Study of MHD Stability, Active Mode Control, and Disruption Avoidance in NSTX-U
Learning how to achieve sustained operation at high plasma pressure is an important goal of the National Spherical Torus Upgrade (NSTX-U) program and is critically important to any future fusion power plant. This research addresses high priority stability and control issues outlined by the NSTX-U Program. Reduced models of the stabilization physics learned continue to be created and tested against actual plasma operation in NSTX, NSTX-U, and other tokamak devices.
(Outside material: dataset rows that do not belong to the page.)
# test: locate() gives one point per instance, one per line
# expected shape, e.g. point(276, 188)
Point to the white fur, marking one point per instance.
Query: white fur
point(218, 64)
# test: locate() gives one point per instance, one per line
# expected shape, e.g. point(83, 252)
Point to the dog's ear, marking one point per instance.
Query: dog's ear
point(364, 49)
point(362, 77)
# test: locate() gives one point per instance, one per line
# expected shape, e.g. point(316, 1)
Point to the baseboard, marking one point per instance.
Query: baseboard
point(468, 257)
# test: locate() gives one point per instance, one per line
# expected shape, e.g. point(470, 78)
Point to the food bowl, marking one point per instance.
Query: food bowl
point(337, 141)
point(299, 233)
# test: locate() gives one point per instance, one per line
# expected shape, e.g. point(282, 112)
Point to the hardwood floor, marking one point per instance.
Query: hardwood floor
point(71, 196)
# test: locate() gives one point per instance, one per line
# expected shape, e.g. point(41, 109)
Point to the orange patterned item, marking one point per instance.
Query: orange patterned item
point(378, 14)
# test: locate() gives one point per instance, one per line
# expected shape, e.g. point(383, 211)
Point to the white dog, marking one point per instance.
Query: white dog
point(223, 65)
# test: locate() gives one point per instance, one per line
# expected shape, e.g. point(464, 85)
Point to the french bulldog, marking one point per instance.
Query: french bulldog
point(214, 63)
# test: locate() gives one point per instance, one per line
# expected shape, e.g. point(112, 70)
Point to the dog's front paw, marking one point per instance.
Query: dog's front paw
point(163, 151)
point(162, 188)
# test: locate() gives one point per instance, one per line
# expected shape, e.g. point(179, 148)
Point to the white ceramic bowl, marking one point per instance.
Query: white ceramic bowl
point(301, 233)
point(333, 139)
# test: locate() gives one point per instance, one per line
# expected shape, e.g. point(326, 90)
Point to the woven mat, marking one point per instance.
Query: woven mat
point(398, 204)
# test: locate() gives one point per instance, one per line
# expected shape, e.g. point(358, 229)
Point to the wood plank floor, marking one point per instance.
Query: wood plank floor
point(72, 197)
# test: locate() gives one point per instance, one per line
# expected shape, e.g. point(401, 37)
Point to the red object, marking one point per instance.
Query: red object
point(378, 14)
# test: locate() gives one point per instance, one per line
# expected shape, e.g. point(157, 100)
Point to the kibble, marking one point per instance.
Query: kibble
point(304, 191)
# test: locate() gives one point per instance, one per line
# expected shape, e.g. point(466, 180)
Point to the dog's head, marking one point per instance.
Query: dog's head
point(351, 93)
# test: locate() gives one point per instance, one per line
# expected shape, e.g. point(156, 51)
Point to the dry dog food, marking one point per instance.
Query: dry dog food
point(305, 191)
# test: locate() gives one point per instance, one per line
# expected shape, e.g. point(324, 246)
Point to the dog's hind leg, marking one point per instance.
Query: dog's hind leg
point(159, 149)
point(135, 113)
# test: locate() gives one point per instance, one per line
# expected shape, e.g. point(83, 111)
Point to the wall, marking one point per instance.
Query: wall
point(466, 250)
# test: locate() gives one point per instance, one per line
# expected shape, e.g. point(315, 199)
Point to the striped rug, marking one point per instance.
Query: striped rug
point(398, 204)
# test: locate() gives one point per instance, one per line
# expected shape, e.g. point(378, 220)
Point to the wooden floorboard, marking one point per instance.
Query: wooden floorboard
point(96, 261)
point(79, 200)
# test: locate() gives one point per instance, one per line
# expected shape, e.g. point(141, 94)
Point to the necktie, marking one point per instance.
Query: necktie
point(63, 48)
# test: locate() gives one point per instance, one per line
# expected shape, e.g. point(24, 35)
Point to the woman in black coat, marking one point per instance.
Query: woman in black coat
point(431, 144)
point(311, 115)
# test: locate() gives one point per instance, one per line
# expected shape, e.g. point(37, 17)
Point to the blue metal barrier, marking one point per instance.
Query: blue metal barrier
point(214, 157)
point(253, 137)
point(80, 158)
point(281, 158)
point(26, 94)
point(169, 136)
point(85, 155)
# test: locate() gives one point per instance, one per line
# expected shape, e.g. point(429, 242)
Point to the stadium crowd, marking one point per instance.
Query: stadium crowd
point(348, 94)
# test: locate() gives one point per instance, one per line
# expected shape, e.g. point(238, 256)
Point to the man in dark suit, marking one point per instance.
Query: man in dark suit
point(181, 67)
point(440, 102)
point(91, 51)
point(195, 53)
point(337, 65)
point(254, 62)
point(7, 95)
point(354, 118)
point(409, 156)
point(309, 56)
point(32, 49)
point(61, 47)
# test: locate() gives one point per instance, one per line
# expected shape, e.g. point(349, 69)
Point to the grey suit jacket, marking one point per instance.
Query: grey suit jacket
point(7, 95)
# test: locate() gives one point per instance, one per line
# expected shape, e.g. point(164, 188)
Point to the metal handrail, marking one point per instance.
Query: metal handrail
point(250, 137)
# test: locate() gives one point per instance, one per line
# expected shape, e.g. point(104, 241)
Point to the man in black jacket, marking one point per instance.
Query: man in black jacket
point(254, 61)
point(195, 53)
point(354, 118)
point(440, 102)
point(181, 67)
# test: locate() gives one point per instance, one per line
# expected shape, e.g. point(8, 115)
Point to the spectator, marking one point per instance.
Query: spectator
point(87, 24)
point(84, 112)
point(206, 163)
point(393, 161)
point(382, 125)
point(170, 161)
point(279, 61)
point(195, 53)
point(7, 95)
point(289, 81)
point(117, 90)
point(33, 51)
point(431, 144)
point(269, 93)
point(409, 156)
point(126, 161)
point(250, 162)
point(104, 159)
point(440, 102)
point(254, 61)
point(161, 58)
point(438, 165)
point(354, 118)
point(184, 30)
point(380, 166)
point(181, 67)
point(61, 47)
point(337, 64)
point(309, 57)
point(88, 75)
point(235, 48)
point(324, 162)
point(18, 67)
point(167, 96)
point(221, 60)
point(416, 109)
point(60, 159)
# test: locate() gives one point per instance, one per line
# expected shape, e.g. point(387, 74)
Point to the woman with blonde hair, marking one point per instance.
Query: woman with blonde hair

This research is forming physics-based models for disruption forecasting that aims to unify results across different fusion machines for more confident extrapolation of the techniques studied to future devices including ITER. The Disruption Event Characterization and Forecasting (DECAF) code was expanded to analyze data from the TCV tokamak, including real-time MHD analysis signals. The presence of a mode and likelihood of its m/n numbers can be tracked, as well as the mode frequency, although a limitation at low frequency does not yet allow tracking modes to the locking point in TCV. Initial analyses of NSTX-U operation were conducted using the DECAF code. The timing of sawtooth oscillations was investigated taking advantage of the more extensive L-mode operation of the device in its first run campaign. An initial investigation of thermal collapses in NSTX-U was also conducted with specific comparison to the Greenwald density limit. A local island power balance model to explain the density limit in tokamaks has been tested with NSTX data and is being evaluated as a potential disruption forecaster in the DECAF code, presently showing similarities to the global Greenwald density evolution and limit. A module was written for the DECAF code that generalizes magnetic spectrogram analysis of MHD modes. This new portable code, written in Python, discriminates the toroidal mode number of instabilities and can track each mode as a DECAF event, monitoring the evolution of the mode through bifurcation and locking points. This is a critical new capability to allow disruption event characterization for general tokamak databases.
- Research Organization:
- Columbia Univ., New York, NY (United States)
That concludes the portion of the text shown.